What techniques does Amy Fox use in narrating this conflict story?

Amy Fox relies a lot on emotion and personal history to narrate her story. She uses a technique which is true to the narrative aspect of storytelling, but rarely allowed in journalism. That technique involves using oneself or “I” continuously throughout the story. In Fox’s case, she is implanting the best method in reflecting on her family’s potent struggle, because it is not just apart of New York’s history, but her family history as well.

Who are her sources?

Amy Fox’s living sources include: her mother(whose memory is limited on the subject), and Dr. Lee Lorch. Other people referenced include: Fox’s grandparents, the Hendrixes and Fredrick Ecker.

What kind of research did she do?

She interview her mother, and Dr. Lee Lorch, as well as do a fair share of research in the New York Public Library.

What is the arc of this conflict story and where is the nut graf?

The arc of the story is the racial discrimination that black tenant applicants felt when applying to live in Stuyvesant town post WWII and for several decades later. Many people that are currently living in Stuyvesant town are unaware of its troubled past and all the brave tenants such as the Foxs who stood up for the rights of others.

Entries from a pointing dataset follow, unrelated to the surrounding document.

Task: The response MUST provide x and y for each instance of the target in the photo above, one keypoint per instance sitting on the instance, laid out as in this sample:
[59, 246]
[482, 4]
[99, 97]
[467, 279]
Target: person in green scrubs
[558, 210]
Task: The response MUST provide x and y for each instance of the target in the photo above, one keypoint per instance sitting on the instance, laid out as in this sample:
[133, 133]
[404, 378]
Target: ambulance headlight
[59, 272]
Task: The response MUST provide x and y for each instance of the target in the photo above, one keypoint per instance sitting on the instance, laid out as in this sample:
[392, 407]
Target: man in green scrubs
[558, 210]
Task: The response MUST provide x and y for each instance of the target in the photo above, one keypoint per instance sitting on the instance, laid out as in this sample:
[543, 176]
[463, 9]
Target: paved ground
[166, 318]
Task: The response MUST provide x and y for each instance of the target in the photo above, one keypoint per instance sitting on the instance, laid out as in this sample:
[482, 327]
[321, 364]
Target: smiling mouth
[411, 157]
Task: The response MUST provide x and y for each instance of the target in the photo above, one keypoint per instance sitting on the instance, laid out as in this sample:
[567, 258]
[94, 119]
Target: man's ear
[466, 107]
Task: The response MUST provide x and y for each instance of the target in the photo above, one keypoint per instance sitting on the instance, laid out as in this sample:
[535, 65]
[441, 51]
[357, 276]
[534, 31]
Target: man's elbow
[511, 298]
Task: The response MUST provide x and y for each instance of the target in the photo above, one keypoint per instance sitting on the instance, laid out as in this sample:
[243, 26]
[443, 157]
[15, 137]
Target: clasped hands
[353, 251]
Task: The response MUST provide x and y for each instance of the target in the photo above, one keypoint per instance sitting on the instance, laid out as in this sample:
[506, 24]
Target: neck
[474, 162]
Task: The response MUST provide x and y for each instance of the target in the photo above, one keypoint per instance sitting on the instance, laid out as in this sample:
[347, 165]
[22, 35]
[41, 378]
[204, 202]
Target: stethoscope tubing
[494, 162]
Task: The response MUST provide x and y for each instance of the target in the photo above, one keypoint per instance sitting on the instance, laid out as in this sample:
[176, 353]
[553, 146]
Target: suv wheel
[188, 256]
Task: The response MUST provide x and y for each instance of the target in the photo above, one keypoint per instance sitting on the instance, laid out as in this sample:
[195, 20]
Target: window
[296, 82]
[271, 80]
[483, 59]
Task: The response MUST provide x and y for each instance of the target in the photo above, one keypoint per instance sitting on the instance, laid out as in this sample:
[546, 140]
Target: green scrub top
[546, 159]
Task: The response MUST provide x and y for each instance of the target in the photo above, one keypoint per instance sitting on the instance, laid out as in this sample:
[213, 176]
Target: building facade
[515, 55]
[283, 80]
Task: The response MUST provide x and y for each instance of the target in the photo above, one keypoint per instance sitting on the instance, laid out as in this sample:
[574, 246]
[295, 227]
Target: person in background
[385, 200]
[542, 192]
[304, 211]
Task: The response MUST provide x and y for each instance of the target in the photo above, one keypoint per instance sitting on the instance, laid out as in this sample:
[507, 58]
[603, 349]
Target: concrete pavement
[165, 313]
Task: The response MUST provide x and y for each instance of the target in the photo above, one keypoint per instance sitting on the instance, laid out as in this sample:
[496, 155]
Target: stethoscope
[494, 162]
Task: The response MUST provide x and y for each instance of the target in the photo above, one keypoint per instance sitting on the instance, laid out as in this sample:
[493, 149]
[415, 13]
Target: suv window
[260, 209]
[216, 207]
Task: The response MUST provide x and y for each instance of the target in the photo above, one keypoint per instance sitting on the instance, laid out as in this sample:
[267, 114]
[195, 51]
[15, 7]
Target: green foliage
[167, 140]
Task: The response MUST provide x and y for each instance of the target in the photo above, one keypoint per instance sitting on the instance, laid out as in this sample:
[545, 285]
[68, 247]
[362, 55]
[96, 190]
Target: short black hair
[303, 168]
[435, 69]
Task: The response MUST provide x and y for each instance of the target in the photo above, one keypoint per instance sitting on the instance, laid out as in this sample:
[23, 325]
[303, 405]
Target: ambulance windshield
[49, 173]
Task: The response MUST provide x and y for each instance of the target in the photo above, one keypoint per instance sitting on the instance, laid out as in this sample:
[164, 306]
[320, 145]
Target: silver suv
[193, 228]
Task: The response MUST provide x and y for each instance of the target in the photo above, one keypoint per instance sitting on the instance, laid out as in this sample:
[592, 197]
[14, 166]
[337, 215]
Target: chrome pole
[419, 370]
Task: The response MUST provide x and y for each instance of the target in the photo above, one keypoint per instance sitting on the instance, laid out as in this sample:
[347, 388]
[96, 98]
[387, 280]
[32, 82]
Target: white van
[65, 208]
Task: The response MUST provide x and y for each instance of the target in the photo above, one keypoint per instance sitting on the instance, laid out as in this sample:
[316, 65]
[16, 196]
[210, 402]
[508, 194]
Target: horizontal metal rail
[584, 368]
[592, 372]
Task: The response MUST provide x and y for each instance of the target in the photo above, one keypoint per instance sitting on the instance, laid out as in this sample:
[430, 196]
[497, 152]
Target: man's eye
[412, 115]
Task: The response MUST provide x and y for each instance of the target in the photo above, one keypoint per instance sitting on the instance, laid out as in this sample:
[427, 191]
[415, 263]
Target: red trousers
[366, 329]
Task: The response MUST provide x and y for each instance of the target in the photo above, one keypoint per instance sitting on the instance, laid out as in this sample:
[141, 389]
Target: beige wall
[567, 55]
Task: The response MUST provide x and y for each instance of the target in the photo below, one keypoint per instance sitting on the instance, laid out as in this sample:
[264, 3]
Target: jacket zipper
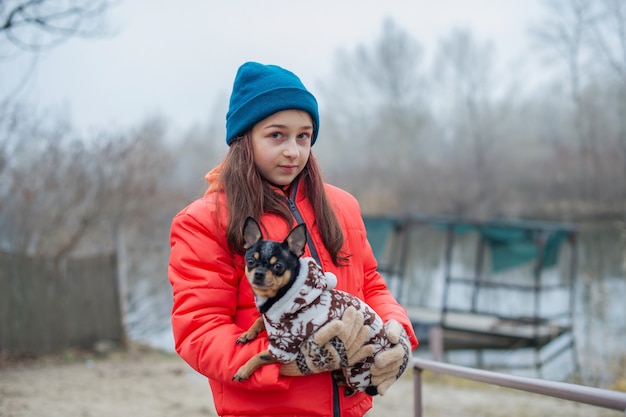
[291, 203]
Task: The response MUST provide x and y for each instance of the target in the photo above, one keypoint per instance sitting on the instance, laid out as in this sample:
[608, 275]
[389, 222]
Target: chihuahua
[295, 298]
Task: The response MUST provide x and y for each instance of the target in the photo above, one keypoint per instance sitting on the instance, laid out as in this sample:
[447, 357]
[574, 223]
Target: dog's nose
[259, 277]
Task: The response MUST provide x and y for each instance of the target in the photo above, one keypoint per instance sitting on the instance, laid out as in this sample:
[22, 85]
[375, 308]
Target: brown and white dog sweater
[310, 303]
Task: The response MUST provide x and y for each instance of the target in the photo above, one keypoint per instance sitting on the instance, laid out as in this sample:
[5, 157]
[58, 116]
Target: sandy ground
[144, 383]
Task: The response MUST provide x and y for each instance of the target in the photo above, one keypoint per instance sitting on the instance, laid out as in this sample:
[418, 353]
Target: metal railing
[612, 400]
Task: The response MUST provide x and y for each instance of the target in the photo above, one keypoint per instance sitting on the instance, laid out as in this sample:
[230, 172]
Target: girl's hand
[390, 364]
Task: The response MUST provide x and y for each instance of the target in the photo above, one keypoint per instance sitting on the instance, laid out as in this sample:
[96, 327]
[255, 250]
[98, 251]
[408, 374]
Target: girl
[270, 174]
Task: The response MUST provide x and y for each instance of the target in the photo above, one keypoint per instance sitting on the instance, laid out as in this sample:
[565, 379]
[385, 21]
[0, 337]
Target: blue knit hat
[262, 90]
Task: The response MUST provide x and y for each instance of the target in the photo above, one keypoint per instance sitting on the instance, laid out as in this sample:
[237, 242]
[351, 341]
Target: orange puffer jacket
[213, 304]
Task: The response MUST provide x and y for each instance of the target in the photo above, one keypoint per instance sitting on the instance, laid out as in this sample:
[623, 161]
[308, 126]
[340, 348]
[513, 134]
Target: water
[599, 299]
[599, 302]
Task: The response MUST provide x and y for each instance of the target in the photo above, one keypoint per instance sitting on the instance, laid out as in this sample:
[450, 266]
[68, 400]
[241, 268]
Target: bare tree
[375, 100]
[62, 194]
[33, 25]
[468, 106]
[583, 33]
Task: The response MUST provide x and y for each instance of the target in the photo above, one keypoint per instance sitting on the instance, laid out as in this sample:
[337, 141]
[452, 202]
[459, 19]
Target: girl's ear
[251, 233]
[296, 240]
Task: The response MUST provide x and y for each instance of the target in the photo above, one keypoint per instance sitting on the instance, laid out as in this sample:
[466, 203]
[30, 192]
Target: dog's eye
[278, 268]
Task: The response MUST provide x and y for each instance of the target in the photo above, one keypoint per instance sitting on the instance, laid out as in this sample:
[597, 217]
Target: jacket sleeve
[377, 293]
[205, 287]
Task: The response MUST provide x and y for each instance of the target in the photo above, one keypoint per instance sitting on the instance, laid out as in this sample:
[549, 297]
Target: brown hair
[247, 194]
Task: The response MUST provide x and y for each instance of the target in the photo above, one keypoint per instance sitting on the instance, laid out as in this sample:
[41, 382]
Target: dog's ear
[296, 240]
[251, 233]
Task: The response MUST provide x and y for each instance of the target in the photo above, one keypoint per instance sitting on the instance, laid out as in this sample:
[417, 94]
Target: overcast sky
[178, 58]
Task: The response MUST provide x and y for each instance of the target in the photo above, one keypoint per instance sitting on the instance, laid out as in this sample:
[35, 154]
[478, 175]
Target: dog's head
[270, 265]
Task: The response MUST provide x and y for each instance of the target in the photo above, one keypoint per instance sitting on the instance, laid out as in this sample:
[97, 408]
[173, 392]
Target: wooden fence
[47, 307]
[612, 400]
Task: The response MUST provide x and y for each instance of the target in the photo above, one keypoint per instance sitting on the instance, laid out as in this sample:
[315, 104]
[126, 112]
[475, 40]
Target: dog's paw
[241, 375]
[246, 337]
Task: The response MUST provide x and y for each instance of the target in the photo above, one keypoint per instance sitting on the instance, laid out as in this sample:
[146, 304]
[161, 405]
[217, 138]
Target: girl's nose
[291, 148]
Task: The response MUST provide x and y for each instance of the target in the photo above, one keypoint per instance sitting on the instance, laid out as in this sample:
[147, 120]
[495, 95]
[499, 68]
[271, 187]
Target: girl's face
[281, 145]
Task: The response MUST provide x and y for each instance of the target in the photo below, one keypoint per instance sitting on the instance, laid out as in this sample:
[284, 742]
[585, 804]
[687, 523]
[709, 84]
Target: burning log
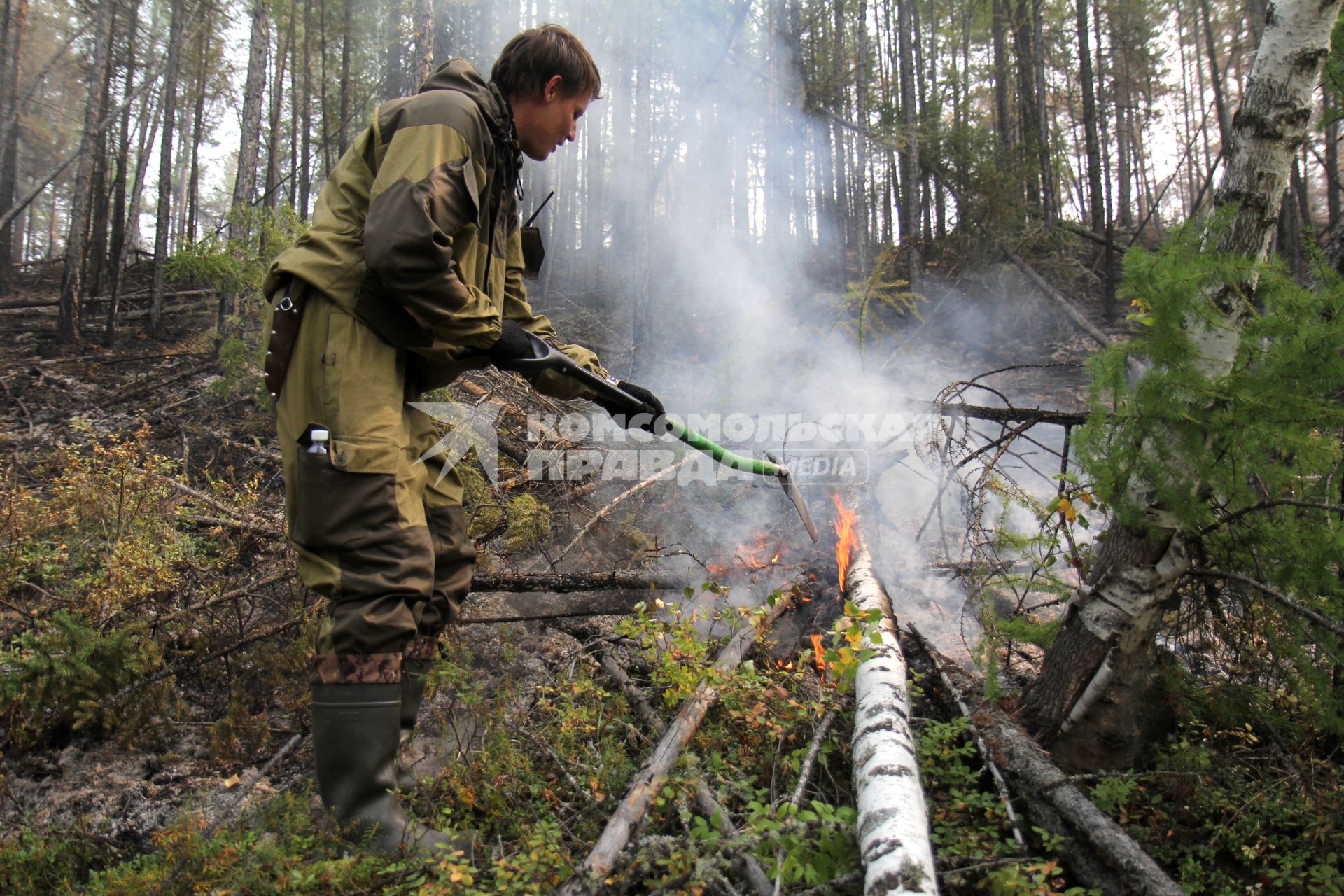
[622, 827]
[892, 820]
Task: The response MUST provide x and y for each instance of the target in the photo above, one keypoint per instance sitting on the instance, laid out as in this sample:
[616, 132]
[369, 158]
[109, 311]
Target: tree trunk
[1225, 122]
[198, 120]
[17, 20]
[1003, 118]
[71, 284]
[424, 41]
[346, 85]
[391, 50]
[1049, 195]
[1332, 169]
[163, 213]
[305, 162]
[1098, 680]
[1096, 200]
[116, 251]
[148, 130]
[277, 105]
[249, 144]
[1027, 99]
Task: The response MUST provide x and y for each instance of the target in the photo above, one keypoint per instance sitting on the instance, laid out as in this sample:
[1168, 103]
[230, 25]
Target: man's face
[549, 122]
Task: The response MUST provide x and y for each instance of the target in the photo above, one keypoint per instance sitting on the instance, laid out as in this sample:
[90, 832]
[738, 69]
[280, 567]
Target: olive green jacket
[398, 232]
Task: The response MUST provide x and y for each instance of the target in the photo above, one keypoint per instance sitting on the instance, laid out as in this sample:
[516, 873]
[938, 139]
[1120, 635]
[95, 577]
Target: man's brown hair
[537, 55]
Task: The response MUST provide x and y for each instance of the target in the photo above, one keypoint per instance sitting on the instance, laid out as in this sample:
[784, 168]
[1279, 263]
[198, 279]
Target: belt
[286, 315]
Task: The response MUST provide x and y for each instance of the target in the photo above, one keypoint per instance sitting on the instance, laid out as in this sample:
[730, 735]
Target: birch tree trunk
[892, 818]
[1096, 688]
[71, 285]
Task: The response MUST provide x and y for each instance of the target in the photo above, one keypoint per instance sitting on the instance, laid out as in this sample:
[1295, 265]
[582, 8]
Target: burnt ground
[206, 419]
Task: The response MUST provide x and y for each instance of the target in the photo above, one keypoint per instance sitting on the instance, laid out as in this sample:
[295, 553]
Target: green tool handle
[720, 453]
[547, 358]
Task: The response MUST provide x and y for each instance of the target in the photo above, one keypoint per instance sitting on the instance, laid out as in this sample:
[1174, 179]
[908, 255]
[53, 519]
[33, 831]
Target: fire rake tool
[547, 358]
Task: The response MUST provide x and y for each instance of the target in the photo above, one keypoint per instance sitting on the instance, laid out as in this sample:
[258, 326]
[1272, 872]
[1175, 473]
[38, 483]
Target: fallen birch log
[1101, 853]
[620, 828]
[956, 699]
[892, 820]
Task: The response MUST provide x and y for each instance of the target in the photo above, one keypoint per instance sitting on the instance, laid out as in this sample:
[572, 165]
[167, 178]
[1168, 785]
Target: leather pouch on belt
[286, 317]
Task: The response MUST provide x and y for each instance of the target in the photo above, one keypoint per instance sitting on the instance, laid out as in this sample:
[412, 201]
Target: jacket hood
[460, 76]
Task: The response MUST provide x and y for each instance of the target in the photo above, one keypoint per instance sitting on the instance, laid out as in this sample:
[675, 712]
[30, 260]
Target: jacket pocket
[347, 498]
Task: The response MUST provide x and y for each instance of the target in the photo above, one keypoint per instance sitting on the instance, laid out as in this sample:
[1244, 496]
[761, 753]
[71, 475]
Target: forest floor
[158, 638]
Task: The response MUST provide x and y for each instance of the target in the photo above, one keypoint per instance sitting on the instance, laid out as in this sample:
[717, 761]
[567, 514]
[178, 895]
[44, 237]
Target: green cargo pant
[377, 531]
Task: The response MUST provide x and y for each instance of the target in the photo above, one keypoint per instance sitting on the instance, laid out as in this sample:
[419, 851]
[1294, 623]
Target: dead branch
[1121, 856]
[1282, 599]
[1002, 414]
[1102, 853]
[238, 526]
[955, 692]
[662, 475]
[195, 662]
[804, 777]
[622, 827]
[1070, 311]
[229, 596]
[1266, 505]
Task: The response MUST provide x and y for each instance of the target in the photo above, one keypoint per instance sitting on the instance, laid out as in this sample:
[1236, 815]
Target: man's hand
[648, 418]
[512, 343]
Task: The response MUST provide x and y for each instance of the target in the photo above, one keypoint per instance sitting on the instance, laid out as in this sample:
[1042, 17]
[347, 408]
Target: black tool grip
[547, 358]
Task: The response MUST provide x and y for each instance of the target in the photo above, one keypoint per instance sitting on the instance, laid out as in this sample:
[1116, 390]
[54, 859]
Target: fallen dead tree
[892, 818]
[622, 827]
[488, 609]
[562, 582]
[746, 864]
[1101, 853]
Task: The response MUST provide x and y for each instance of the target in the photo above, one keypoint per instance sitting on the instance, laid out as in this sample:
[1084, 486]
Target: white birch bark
[1121, 608]
[892, 820]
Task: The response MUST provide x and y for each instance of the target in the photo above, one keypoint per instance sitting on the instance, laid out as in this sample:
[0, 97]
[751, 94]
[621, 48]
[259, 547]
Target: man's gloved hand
[514, 343]
[648, 418]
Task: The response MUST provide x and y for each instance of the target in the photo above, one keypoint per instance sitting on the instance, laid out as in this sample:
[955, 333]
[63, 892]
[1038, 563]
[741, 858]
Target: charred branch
[622, 824]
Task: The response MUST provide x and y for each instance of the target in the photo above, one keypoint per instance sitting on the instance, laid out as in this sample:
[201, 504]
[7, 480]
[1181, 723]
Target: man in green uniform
[410, 274]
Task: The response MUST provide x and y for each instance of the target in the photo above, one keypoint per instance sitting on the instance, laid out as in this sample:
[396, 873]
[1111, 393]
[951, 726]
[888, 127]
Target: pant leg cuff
[355, 668]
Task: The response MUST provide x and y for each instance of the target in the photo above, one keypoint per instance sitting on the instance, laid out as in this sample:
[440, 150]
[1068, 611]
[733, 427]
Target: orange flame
[847, 540]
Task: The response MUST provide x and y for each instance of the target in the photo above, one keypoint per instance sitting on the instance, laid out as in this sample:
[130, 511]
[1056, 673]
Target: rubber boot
[414, 678]
[355, 738]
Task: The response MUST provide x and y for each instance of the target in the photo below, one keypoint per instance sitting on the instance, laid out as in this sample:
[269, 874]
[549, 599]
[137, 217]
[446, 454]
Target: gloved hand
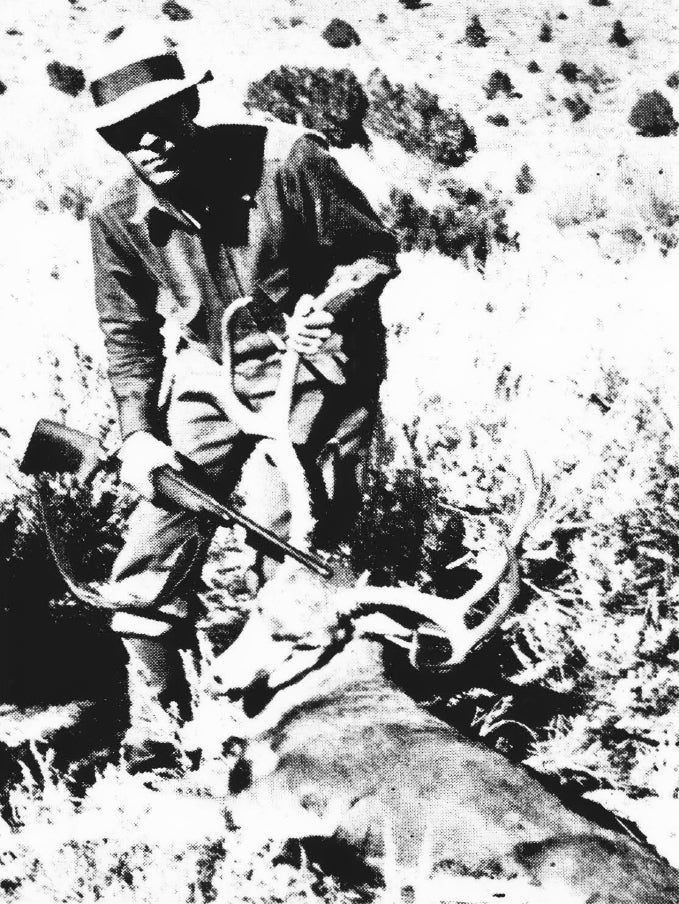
[140, 455]
[308, 328]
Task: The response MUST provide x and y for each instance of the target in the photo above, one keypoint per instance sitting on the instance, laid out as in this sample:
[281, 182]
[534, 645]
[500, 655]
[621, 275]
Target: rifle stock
[56, 449]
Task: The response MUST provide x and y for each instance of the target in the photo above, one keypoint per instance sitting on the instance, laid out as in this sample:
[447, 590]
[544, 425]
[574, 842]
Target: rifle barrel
[176, 487]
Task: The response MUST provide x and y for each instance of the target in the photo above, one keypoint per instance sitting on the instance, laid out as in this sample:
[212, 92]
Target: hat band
[109, 88]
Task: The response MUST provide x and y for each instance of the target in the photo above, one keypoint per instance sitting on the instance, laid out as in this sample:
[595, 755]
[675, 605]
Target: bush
[570, 71]
[475, 34]
[577, 106]
[66, 78]
[652, 116]
[499, 83]
[176, 12]
[330, 100]
[335, 103]
[498, 120]
[468, 225]
[525, 180]
[339, 33]
[619, 35]
[414, 118]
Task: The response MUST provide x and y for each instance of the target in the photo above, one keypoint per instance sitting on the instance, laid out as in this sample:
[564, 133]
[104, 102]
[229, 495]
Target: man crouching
[206, 216]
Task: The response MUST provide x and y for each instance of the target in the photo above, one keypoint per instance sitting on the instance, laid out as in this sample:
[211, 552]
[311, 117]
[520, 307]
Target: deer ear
[431, 649]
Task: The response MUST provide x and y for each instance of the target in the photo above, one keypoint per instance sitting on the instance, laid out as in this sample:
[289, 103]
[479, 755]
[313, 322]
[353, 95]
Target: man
[205, 216]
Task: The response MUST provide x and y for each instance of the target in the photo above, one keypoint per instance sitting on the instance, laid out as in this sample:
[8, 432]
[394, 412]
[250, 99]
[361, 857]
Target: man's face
[157, 141]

The nut graf is located in the second paragraph:

“It was hard to imagine my respectable grandma, Diana Miller, her waist-length hair piled on top of her head, or my grandpa, Leo, with his dignified vests, barricading themselves in those same buildings to avoid being put out on the street. But that is what happened in the winter of 1952, when my grandparents were among those white tenants who stood at the forefront of the battle to integrate the housing complex where they lived.”